The High Level Virtual Machine aims to build a common infrastructure for the development of dynamic languages (Ruby, Python, Haskell, etc.) targeting the Low Level Virtual Machine. It provides a platform agnostic virtual machine runtime, on top of LLVM, which is able to interpret, jit- or static- compile any supported language. Since all language use the same underlying VM, it’s easy to achieve code and data interoperability between different languages. Version 0.1 was released June 13.

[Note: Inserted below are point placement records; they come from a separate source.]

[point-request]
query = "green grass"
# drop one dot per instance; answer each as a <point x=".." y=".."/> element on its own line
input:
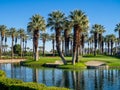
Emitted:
<point x="110" y="61"/>
<point x="15" y="84"/>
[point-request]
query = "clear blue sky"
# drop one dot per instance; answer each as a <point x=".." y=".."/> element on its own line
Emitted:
<point x="16" y="13"/>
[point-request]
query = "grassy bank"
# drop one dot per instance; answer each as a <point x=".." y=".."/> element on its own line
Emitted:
<point x="110" y="61"/>
<point x="15" y="84"/>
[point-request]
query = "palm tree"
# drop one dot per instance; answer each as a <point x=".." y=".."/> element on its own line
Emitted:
<point x="112" y="39"/>
<point x="12" y="33"/>
<point x="84" y="38"/>
<point x="67" y="29"/>
<point x="44" y="37"/>
<point x="95" y="31"/>
<point x="107" y="43"/>
<point x="52" y="37"/>
<point x="55" y="21"/>
<point x="100" y="37"/>
<point x="6" y="36"/>
<point x="3" y="29"/>
<point x="80" y="22"/>
<point x="21" y="34"/>
<point x="117" y="29"/>
<point x="36" y="24"/>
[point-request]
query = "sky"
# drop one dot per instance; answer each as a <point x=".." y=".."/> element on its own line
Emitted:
<point x="16" y="13"/>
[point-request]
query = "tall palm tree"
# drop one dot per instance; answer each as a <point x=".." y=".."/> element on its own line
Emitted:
<point x="67" y="29"/>
<point x="36" y="24"/>
<point x="44" y="37"/>
<point x="21" y="34"/>
<point x="112" y="39"/>
<point x="84" y="38"/>
<point x="12" y="33"/>
<point x="100" y="39"/>
<point x="117" y="29"/>
<point x="52" y="37"/>
<point x="95" y="30"/>
<point x="3" y="29"/>
<point x="107" y="43"/>
<point x="80" y="22"/>
<point x="6" y="36"/>
<point x="55" y="21"/>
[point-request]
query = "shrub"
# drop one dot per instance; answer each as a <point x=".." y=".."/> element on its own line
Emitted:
<point x="15" y="84"/>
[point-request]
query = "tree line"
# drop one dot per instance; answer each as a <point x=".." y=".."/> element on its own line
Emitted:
<point x="71" y="30"/>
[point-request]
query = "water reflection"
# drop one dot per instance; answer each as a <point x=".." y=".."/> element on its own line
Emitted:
<point x="91" y="79"/>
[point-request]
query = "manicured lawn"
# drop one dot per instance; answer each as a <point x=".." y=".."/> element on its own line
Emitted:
<point x="110" y="60"/>
<point x="15" y="84"/>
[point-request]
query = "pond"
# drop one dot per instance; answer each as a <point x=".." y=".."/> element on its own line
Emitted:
<point x="88" y="79"/>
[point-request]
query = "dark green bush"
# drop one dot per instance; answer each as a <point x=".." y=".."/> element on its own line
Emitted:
<point x="15" y="84"/>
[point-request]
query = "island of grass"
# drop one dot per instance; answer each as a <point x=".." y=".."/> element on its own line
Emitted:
<point x="111" y="61"/>
<point x="15" y="84"/>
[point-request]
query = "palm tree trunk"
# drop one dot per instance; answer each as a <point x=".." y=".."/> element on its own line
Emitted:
<point x="63" y="46"/>
<point x="75" y="44"/>
<point x="102" y="45"/>
<point x="53" y="43"/>
<point x="1" y="48"/>
<point x="119" y="34"/>
<point x="111" y="47"/>
<point x="21" y="45"/>
<point x="36" y="36"/>
<point x="25" y="45"/>
<point x="43" y="48"/>
<point x="88" y="48"/>
<point x="66" y="42"/>
<point x="23" y="48"/>
<point x="95" y="43"/>
<point x="58" y="40"/>
<point x="12" y="53"/>
<point x="108" y="47"/>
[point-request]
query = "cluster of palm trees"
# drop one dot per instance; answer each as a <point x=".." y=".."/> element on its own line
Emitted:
<point x="14" y="34"/>
<point x="63" y="26"/>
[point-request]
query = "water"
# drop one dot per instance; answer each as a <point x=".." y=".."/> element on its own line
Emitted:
<point x="89" y="79"/>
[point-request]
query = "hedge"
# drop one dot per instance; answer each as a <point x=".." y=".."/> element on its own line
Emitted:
<point x="15" y="84"/>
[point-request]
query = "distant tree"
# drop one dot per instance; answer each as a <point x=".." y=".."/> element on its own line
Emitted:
<point x="36" y="24"/>
<point x="3" y="29"/>
<point x="52" y="37"/>
<point x="56" y="21"/>
<point x="44" y="37"/>
<point x="17" y="49"/>
<point x="117" y="29"/>
<point x="80" y="22"/>
<point x="12" y="33"/>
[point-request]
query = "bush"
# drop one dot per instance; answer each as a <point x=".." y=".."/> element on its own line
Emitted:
<point x="15" y="84"/>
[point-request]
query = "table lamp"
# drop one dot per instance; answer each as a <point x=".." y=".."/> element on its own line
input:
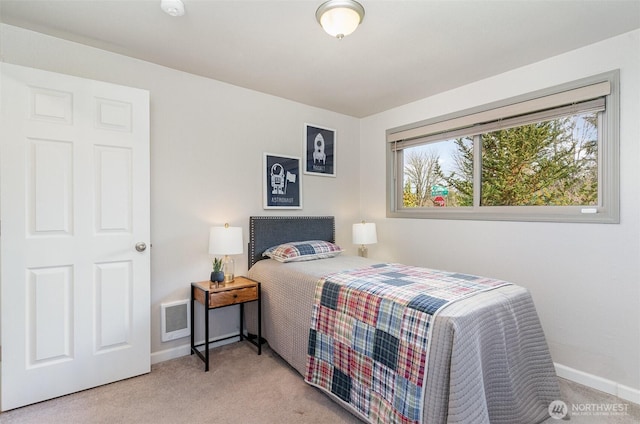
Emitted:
<point x="226" y="241"/>
<point x="364" y="233"/>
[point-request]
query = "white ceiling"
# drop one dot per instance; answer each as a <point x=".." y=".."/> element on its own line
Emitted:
<point x="403" y="51"/>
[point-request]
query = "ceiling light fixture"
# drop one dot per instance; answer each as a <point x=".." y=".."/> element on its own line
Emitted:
<point x="172" y="7"/>
<point x="340" y="17"/>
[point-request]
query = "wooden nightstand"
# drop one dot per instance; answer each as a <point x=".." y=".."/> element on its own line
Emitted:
<point x="240" y="291"/>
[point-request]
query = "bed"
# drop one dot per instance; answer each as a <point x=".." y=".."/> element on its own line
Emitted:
<point x="487" y="358"/>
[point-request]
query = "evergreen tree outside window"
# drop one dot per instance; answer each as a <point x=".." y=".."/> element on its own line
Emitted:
<point x="550" y="157"/>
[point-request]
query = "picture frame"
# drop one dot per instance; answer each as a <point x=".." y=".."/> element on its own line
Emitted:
<point x="282" y="185"/>
<point x="319" y="150"/>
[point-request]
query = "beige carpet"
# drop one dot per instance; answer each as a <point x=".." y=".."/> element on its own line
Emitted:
<point x="241" y="387"/>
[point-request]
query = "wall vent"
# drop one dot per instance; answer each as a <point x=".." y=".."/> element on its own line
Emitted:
<point x="175" y="319"/>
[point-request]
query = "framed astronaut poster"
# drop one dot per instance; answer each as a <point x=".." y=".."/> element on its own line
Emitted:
<point x="319" y="151"/>
<point x="282" y="186"/>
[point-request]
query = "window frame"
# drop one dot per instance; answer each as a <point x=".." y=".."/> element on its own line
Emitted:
<point x="608" y="208"/>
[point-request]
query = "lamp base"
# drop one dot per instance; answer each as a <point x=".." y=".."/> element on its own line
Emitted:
<point x="228" y="267"/>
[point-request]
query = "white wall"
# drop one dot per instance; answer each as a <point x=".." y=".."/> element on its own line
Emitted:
<point x="207" y="144"/>
<point x="585" y="278"/>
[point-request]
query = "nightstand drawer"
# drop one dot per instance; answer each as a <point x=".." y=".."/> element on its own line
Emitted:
<point x="230" y="297"/>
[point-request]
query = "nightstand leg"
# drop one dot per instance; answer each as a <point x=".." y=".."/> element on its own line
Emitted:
<point x="206" y="332"/>
<point x="193" y="341"/>
<point x="259" y="320"/>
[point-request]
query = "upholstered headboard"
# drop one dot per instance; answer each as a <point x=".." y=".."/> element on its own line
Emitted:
<point x="267" y="231"/>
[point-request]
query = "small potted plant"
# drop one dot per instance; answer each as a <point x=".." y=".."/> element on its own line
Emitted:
<point x="217" y="275"/>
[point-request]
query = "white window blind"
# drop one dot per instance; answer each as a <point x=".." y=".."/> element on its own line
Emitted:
<point x="590" y="97"/>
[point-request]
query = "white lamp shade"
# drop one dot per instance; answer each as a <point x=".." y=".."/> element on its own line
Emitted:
<point x="225" y="241"/>
<point x="364" y="233"/>
<point x="340" y="21"/>
<point x="340" y="17"/>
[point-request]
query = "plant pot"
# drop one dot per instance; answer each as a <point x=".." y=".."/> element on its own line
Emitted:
<point x="217" y="276"/>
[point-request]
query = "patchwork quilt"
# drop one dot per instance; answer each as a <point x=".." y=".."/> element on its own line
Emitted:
<point x="369" y="336"/>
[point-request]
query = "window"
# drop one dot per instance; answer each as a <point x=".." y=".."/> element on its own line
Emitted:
<point x="547" y="156"/>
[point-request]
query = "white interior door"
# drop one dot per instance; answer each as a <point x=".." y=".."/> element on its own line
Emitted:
<point x="74" y="202"/>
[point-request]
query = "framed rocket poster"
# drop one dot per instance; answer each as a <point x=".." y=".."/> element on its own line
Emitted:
<point x="319" y="151"/>
<point x="282" y="186"/>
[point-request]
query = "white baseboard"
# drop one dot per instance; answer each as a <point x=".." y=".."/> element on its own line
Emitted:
<point x="183" y="350"/>
<point x="598" y="383"/>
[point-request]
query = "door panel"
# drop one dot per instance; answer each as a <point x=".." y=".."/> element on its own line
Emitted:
<point x="74" y="201"/>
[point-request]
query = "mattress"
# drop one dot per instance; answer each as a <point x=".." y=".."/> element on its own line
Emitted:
<point x="489" y="361"/>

High Level Virtual Machine, v0.1
About The Author
Follow me on Twitter @thomholwerda
2006-06-18 1:28 amReidSpencer
Re: Green –
I don’t expect HLVM to take all that long to develop. It took two months to get “Hello, World” working. The main reason for this is that it is based on LLVM. All the complex code generation, platform support, optimization, etc. that LLVM provides is not being re-invented. Neither is the runtime (APR). All we’re doing is focusing on the language integration issues and creating a higher level virtual machine.
Re: parrot –
HLVM fits in the same category of software as parrot, CLR (.net), Java, Perl, etc. However, it has a few unique differences. First, being based on LLVM makes it possible to be interpreted, JITed, or static compiled. Second, we happen to think the programming model is a little more powerful than any of the predecessors, but only time will tell.
Re: I hope this one succeeds –
HLVM won’t be limited to bytecodes. You’ll be able to execute directly from source, XML representation, bytecode equivalent, or equivalent static compilation. Chris Lattner is a genius. Without his 5 year effort on LLVM, HLVM would not exist. I hope someone helps me with a Smalltalk front end too, because I like Smalltalk as well!
Re: let me understand this –
Exactly! The point of HLVM is to make language writing a breeze. I envision a future where programmer’s design smallish languages on the fly to make it possible to program in the natural constructs of the problem domain, not the solution domain.
Re: Haskell –
I suppose it depends on what you mean by dynamic. In any event, Haskell is on the list of target languages for HLVM.
Thank you all for you kind remarks and curiousity. HLVM is a long way from being complete, but its early comments like these that inspires me.
2006-06-18 4:04 amBigZaphod
Just FYI: The “Developers” link on the left leads to a 404. And the “User Documentation” link in the “More Info” section of the front page leads to http://docs/index.html (at least in Safari).
What’s the best way to get started? I haven’t downloaded/tried it yet (looks like quite a lot of dependency packages to get right first). Does it work on OSX? Is there a sample language implemented that I could look at online somewhere? (I was trying to find one, but it’s late and I might just be missing it )
2006-06-18 4:52 amReidSpencer
Thanks for noticing the broken links. Both fixed now.
Unless you’re planning on using or developing HLVM, I’d suggest you don’t try getting started with it just yet. Wait for the 0.3 or 0.4 release when an actual language is implemented with HLVM. Although released, HLVM is at a very early stage of its development. I’m releasing under Linus Torvalds philosophy of “Release Early, Release Often”.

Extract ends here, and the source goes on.